INCREASING VIOLENCE AGAINST CHRISTIANS
After the massive demonstration against Basuki “Ahok” Thahaja Purnama, the Governor of Jakarta, who is a Christian, and Indonesian of Chinese descent, where the hard-line Islamist group “Islamic Defenders Front” (FPI) accused him of “blasphemy” against the Quran, Indonesian Christians fear intolerance against Christians would escalate in the country.
Those fears were not unfounded, because all of those wounded in the attack belong to the Batak ethnic group, members of the Protestant Batak Church.
The Synod of Protestant Churches in Indonesia (PGI) has released a document describing the terrorist attack "as a human tragedy". Violent acts, the statement said, “can never be the best solution to solve the problems: We ask the police to deal with this emergency as soon as possible.
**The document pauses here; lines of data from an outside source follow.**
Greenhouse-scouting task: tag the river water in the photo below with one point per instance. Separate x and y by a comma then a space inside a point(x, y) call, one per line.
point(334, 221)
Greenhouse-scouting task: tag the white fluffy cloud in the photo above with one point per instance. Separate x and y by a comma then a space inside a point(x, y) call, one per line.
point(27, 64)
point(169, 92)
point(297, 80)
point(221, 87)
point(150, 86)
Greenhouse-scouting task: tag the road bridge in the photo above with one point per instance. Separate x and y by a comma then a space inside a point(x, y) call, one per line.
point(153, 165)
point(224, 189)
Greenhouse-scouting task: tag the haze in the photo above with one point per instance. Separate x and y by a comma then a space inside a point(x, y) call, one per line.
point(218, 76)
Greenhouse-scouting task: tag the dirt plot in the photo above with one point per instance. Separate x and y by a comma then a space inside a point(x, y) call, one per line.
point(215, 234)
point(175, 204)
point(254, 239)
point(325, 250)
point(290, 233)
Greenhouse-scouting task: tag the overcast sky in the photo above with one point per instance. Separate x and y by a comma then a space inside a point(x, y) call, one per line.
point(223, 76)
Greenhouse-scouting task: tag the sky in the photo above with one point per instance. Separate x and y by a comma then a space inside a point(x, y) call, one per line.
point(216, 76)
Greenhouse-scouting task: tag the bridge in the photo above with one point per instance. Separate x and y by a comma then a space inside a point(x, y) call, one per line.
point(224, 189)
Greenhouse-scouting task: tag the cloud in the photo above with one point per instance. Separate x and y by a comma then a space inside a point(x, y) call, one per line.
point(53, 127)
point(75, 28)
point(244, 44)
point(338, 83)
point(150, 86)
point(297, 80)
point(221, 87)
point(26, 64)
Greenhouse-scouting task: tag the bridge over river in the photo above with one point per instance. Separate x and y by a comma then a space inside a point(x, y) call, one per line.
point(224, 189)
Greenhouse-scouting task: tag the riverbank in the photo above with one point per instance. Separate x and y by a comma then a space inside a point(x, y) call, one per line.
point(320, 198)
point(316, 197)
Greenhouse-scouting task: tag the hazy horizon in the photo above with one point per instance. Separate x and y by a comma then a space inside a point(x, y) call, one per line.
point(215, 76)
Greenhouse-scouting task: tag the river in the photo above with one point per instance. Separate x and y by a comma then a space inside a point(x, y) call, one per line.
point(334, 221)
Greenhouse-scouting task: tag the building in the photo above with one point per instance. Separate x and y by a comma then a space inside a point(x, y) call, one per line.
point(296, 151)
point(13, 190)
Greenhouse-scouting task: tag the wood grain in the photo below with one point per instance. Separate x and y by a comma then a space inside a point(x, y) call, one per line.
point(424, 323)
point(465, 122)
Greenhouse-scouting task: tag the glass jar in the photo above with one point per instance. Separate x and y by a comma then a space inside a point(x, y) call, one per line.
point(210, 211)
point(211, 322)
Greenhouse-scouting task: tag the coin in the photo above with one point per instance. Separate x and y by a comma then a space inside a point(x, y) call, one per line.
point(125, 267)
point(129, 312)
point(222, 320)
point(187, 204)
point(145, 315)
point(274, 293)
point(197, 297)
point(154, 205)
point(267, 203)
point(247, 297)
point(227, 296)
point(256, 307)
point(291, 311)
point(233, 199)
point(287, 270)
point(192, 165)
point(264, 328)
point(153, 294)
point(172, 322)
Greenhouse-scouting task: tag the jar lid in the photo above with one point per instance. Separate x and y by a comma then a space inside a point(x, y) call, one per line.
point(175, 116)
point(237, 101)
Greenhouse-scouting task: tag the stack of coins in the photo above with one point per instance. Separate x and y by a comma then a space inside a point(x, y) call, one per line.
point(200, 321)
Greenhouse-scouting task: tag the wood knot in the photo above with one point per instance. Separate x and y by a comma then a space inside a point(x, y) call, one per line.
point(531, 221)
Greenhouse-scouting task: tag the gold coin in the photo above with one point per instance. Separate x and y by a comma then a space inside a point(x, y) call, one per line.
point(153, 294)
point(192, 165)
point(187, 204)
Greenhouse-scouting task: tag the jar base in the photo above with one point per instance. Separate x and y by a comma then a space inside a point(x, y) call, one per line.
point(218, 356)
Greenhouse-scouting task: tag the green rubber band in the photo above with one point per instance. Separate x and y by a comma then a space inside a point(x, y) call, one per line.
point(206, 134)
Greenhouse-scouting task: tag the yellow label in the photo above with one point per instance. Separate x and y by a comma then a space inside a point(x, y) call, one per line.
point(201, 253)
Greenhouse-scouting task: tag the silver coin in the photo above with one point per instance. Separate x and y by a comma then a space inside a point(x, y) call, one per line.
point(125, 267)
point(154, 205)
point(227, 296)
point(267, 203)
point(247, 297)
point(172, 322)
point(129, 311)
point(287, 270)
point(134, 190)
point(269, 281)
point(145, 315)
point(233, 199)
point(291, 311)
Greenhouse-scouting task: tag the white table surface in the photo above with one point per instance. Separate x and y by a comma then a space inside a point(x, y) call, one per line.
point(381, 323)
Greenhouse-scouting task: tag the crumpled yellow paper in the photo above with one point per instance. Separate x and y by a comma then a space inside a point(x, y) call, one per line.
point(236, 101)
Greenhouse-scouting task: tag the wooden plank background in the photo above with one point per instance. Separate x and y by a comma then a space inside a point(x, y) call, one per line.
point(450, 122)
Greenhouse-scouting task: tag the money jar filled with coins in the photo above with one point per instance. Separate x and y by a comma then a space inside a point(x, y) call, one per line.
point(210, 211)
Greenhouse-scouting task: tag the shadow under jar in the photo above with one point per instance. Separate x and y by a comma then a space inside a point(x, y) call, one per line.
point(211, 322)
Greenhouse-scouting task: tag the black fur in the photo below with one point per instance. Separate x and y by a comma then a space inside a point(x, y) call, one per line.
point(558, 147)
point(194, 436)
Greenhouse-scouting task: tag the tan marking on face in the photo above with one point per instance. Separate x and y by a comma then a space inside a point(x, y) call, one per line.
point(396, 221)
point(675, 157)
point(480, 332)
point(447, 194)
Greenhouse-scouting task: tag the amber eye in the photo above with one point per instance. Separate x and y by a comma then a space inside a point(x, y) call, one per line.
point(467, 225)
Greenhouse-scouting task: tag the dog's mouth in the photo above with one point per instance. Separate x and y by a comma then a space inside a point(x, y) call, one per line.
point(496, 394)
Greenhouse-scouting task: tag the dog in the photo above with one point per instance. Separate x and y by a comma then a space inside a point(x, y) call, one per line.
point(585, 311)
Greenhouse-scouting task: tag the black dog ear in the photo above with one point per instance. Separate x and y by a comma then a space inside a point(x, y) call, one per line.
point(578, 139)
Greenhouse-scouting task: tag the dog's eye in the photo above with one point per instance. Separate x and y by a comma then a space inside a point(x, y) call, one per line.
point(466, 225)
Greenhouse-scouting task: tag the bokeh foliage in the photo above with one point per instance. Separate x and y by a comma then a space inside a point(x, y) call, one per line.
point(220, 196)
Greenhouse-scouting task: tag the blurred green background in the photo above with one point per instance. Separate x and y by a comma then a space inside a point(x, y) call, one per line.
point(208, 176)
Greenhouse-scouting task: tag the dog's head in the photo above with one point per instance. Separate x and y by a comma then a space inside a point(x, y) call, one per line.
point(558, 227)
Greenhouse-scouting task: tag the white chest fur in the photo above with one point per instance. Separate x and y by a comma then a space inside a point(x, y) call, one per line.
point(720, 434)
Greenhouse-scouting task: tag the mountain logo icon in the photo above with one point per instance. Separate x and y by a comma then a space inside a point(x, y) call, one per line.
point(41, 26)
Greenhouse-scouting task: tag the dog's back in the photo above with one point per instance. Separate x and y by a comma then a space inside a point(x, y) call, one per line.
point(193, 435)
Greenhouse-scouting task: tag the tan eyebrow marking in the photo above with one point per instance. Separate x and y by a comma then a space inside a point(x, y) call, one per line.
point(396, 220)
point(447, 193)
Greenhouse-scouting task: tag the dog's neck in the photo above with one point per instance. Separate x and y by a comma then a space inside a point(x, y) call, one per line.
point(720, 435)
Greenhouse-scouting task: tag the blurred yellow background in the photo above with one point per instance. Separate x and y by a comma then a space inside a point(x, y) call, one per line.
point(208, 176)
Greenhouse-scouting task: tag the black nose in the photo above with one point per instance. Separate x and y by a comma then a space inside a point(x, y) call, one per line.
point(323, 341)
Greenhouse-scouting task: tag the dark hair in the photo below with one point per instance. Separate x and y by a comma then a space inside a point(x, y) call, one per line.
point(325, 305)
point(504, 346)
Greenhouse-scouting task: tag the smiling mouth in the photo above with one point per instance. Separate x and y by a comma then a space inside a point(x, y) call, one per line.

Intolerance can not be tolerated in any form, including the hate speech that led to the protests of recent weeks."
REPEAT OFFENDER
National police spokesman Maj. Gen. Boy Rafli Amar, said the suspect had been imprisoned on terrorism charges in 2011 and was released in July 2014, but he was arrested again in September 2014, after he was found with an Daesh flag.
Sunday's attack is the second explosion at a church in Indonesia this year after a would-be suicide bomber failed to detonate a bomb during a Catholic church service in Medan, the provincial capital of North Sumatra, in August.
Police said they are investigating possible links to Daesh. Four other people have also been arrested in connection with the attack.
"This case has opened our eyes that [the counter-terrorism agency] BNPT needs to improve its de-radicalization programme," legislator Eva Sundari said in a statement on Sunday.
President Joko Widodo added that "the bomb case in Samarinda has to be investigated thoroughly."